Aran Islands RNLI responds to a double medical evacuation off Inis Mór
The volunteer crew of Aran Islands RNLI were asked to launch their all-weather Severn class lifeboat this morning at 8.24am (Monday 15 March) by the Irish Coast Guard.
Due to poor visibility, a scheduled patient transfer by air was unable to go ahead. The crew were requested to transfer the patient to Rossaveal.
Following all strict Covid-19 health and safety guidelines, the patient was transferred safely aboard the lifeboat by both the crew and the Inis Mór Fire Service.
The lifeboat launched under Coxswain John O'Donnell and a full crew and proceeded straight for Rossaveal Harbour.
Weather conditions at the time of launching were good with calm seas but poor visibility.
Having just launched, the lifeboat was called back to Inis Mór, as another patient on the Island needed further medical attention.
The second patient was safely transferred aboard the lifeboat by the volunteer crew at the pontoon on Inis Mór. The lifeboat then headed straight for Rossaveal Harbour and the waiting Ambulance.

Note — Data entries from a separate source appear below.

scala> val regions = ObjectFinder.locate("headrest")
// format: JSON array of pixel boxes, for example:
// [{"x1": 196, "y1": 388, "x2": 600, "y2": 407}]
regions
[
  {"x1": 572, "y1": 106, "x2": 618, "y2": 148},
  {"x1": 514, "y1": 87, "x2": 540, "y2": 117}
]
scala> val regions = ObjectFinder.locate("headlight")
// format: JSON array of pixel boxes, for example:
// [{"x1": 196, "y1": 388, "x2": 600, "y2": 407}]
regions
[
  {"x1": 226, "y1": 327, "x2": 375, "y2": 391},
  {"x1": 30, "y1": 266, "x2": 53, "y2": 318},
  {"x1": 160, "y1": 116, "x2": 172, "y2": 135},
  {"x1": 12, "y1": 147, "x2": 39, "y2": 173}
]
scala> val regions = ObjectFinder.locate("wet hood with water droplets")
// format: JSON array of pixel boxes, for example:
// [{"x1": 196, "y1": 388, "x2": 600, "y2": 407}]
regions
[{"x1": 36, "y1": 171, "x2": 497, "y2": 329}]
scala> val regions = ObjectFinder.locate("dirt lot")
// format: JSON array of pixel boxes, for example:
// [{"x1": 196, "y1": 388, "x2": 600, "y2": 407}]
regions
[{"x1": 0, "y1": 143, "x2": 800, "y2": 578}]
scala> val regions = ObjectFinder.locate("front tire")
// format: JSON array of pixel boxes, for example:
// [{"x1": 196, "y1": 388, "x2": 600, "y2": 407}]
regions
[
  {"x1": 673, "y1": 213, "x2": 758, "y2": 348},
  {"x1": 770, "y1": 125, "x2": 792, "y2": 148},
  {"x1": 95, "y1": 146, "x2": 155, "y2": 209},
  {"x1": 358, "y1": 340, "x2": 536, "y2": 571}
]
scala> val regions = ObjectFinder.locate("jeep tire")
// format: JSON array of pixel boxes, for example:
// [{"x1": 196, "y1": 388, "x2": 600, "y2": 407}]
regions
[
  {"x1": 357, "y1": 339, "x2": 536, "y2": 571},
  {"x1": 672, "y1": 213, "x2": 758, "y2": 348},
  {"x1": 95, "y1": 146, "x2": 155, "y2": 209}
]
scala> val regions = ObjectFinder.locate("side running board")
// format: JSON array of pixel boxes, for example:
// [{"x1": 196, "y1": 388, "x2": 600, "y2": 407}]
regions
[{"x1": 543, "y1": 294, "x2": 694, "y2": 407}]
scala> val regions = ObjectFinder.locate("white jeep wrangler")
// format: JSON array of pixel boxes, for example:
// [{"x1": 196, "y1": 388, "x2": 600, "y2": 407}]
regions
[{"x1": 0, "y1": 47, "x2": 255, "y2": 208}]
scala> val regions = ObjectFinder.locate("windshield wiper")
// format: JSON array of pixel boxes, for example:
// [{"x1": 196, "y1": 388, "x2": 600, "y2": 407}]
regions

Speaking after the call out, Aran Islands RNLI Coxswain John O'Donnell said: 'The volunteer crew responded quickly and two patients are safely on their way to further medical attention - we would like to wish them both a speedy recovery.
'Poor visibility can be very dangerous on the water. Should you get into difficulty or see someone else in trouble, call 999 or 112,and ask for the Coast Guard.'
Key facts about the RNLI
The RNLI charity saves lives at sea. Its volunteers provide a 24-hour search and rescue service around the United Kingdom and Republic of Ireland coasts. The RNLI operates 238 lifeboat stations in the UK and Ireland and more than 240 lifeguard units on beaches around the UK and Channel Islands. The RNLI is independent of Coastguard and government and depends on voluntary donations and legacies to maintain its rescue service. Since the RNLI was founded in 1824, its lifeboat crews and lifeguards have saved over 142,700 lives.